Kirkus Reviews QR Code
THE WORLD UNTIL YESTERDAY by Jared Diamond Kirkus Star

THE WORLD UNTIL YESTERDAY

What Can We Learn from Traditional Societies?

by Jared Diamond

Pub Date: Dec. 31st, 2012
ISBN: 978-0-670-02481-0
Publisher: Viking

A supple and engaged journey into traditional societies and an exploration of their ways of life, from the Pulitzer Prize–winning author of Guns, Germs, and Steel (1997).

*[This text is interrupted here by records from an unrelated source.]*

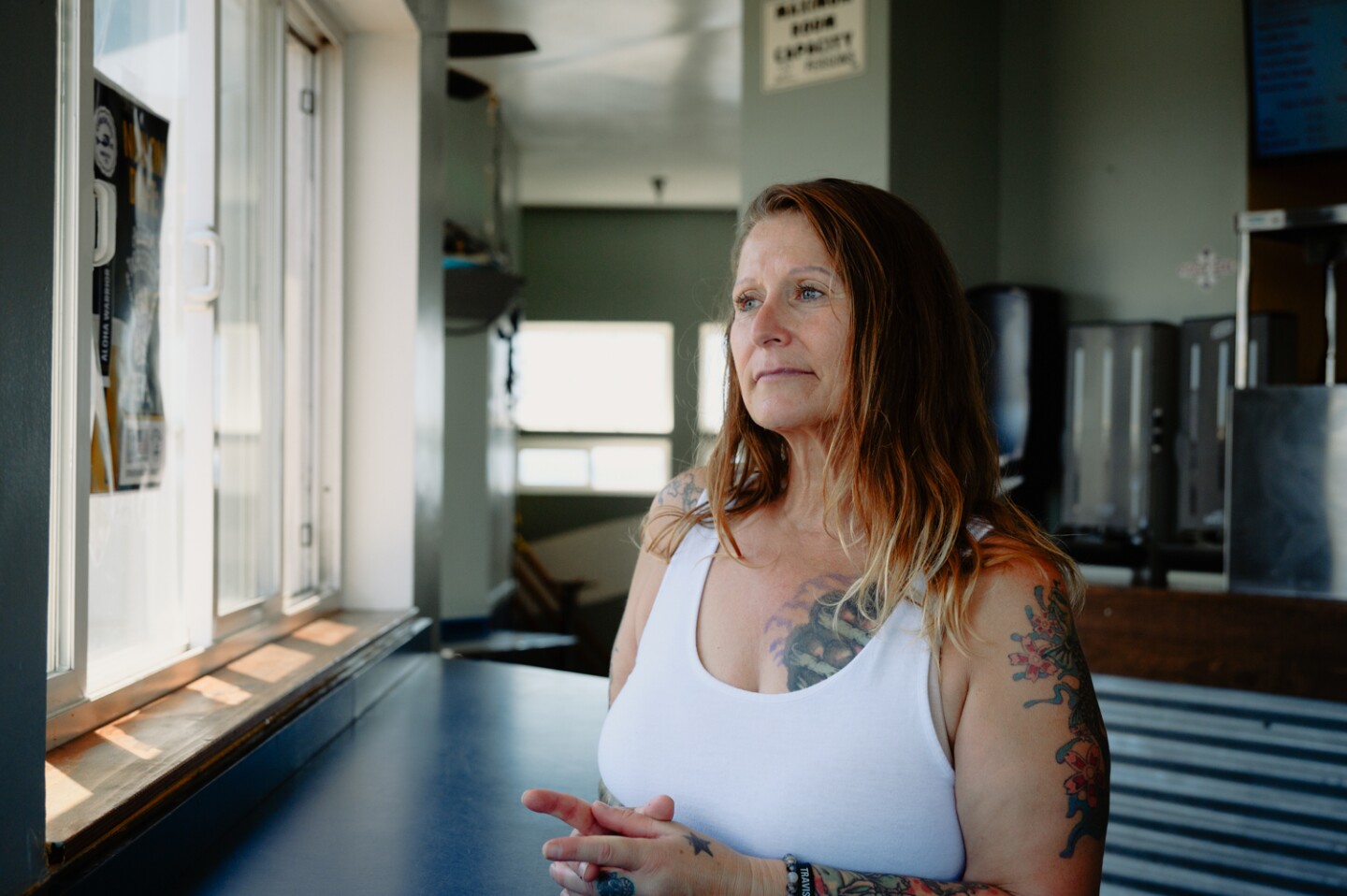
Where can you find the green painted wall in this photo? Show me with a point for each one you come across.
(1122, 152)
(625, 265)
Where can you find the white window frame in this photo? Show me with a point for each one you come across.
(70, 709)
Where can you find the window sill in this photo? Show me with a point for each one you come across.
(104, 786)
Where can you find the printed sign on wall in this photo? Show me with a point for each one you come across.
(128, 413)
(811, 40)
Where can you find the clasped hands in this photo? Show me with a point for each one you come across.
(637, 852)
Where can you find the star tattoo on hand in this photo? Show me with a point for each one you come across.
(700, 845)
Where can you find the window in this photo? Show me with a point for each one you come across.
(587, 392)
(189, 410)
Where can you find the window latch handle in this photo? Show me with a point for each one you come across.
(201, 296)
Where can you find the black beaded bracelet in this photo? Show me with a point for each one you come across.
(799, 878)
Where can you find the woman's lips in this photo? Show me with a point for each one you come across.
(781, 372)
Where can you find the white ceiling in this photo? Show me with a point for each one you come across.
(620, 92)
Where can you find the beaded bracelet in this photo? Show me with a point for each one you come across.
(799, 878)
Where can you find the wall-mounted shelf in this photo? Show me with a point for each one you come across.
(477, 296)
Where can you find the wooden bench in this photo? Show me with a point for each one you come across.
(1224, 791)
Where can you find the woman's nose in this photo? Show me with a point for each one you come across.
(769, 323)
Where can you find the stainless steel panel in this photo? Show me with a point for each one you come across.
(1120, 409)
(1206, 357)
(1288, 491)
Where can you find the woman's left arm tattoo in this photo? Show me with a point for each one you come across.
(1050, 650)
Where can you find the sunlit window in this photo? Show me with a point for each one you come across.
(587, 390)
(596, 378)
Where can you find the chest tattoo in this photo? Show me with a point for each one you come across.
(818, 647)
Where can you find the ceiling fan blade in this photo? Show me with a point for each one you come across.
(466, 45)
(465, 86)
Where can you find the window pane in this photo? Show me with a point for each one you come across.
(300, 296)
(554, 468)
(710, 376)
(596, 378)
(248, 325)
(593, 465)
(630, 468)
(135, 609)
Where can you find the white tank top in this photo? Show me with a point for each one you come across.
(847, 773)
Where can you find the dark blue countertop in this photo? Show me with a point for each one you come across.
(421, 795)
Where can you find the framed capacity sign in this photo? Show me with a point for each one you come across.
(811, 40)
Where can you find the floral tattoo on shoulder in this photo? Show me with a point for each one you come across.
(1050, 650)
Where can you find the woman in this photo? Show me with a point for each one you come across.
(847, 657)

As Diamond writes (Geography/UCLA; Collapse: How Societies Choose to Fail or Succeed, 2004, etc.), traditional societies—those that retain features of how our ancestors lived for tens of thousands of years, with low population densities in small groups, subsisting on hunting-gathering, farming or herding, with little transformative contact with industrial societies—hold a fascination to many of us. They provide a window into how society used to be fashioned and how we have found, or not, solutions to human problems. Diamond’s investigation of a selection of traditional societies, and within them a selection of how they contend with various issues—dispute resolution, child rearing, treatment of the elderly, alertness to dangers, etc.—is leisurely but not complacent, informed but not claiming omniscience. As he notes, the range and complexity of traditional societies does not permit easy generalizations. The author compares these societies with our “state” societies to see where their attributes shine more favorably. He is unafraid of making some sweeping suggestions—“Increases in political centralization and social stratification were driven by increases in human population densities, driven in turn by the rise and intensification of food production (agriculture and herding)”—while also examining the dozens of other factors involved. Diamond’s experience with traditional societies has opened him to certain aspects that we might adopt to our benefit, including multilingualism, the importance of lifelong social bonds, nursing and physical contact with children, constructive paranoia and the significance of the aged.

A symphonic yet unromantic portrait of traditional societies and the often stirring lessons they offer.